28.3 Restructuring: subsetting, grouping, aggregating
Some subsets are investigated more than others. It depends on the aims of the study. Subsetting involves selecting the relevant variables and cases. Large datasets can be heterogeneous with cases being of many distinct kinds that should be analysed separately. Subsetting overlaps with excluding errors, outliers or other problematic cases.
In studying how gold medal performances had changed over the years at the Olympics, only the subset of athletics and swimming events were considered. Weightlifting events could have been studied too, but many Olympic disciplines—e.g., gymnastics, boxing, diving—are not readily comparable over time.
Subsetting selects part of a dataset to be analysed. Grouping splits a dataset or subset into groups to be compared. In Chapter 12 results for two groups, those getting a treatment for their psoriasis and those receiving a placebo, were compared. In Chapter 14 species of Darwin’s finches were compared on one island, and one species was compared across different islands. In Chapter 18 three species of Penguins were compared. In Chapter 20 subsets of swimming performances were chosen and then compared by stroke, distance, and swimmer’s sex. In the Comrades Marathon dataset the numbers running were grouped by sex and age and compared over time in Figure 21.2, shown here in reduced size as Figure 28.4.

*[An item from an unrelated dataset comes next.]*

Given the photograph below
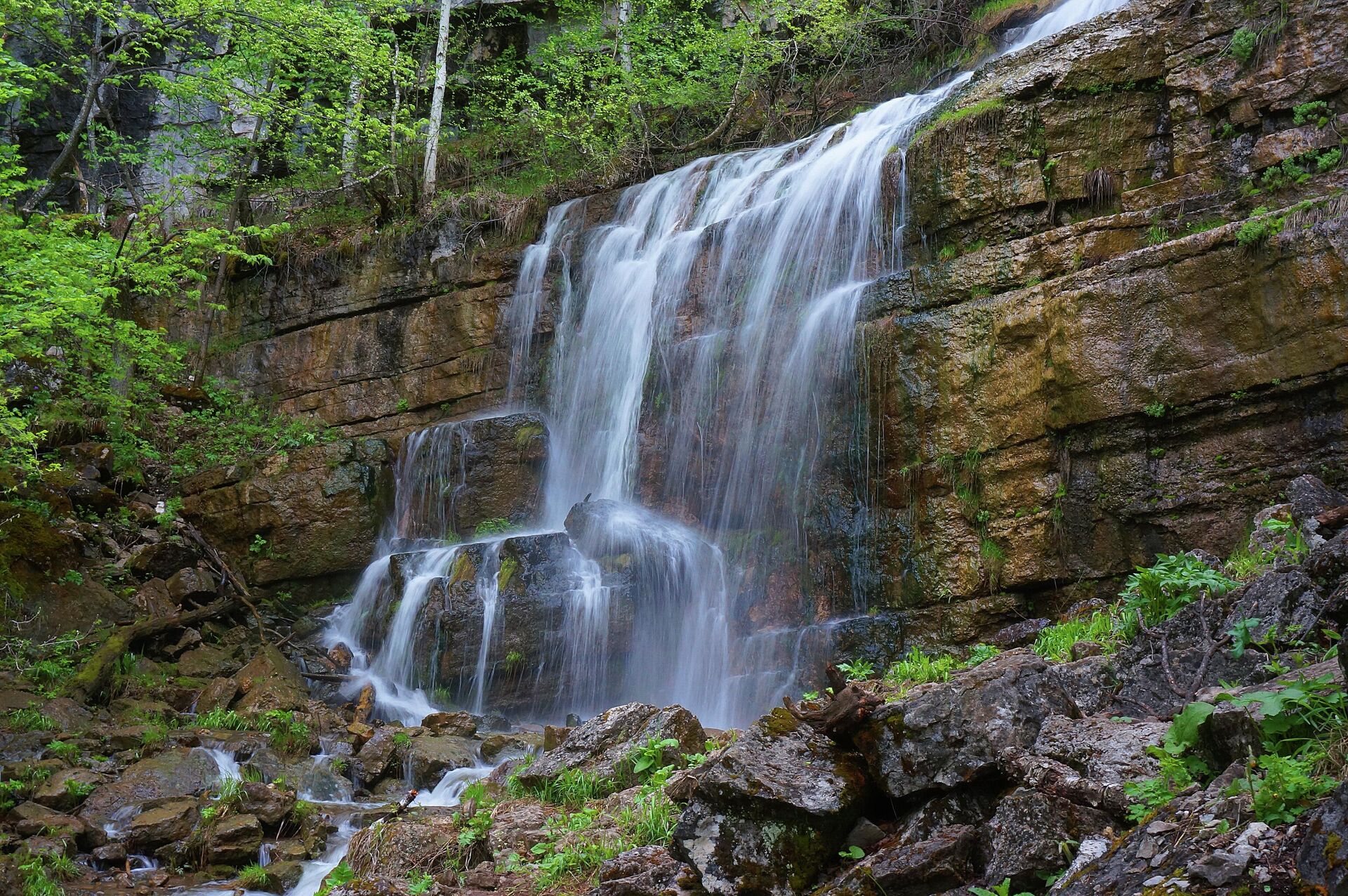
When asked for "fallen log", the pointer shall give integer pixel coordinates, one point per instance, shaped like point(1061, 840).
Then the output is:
point(93, 680)
point(845, 709)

Statistics are summaries based on aggregations. They depend on how data have been subset, grouped or aggregated. In the analysis of the 2021 German election in Chapter 26, results could be studied by individual constituency, by Bundesland, by groups of Bundesländer (such as the former East and West), or by the whole country. It is relatively easy to keep track of such hierarchical or nested structures. If there are several categorical variables with no hierarchical structure, as in the study of fuel efficiency of cars in the US in Chapter 17, there are many possible summarising levels. Just considering two of the classifying variables could lead to statistics for vehicle classes within manufacturer or for manufacturers within vehicle class or for vehicle classes and manufacturers.
Further flexibility arises when there are variables with many categories. Analyses may be simplified by combining smaller categories, as was done in Chapters 8, 15, 17, 25, and 26. Different analysts will have different opinions on how small small should be.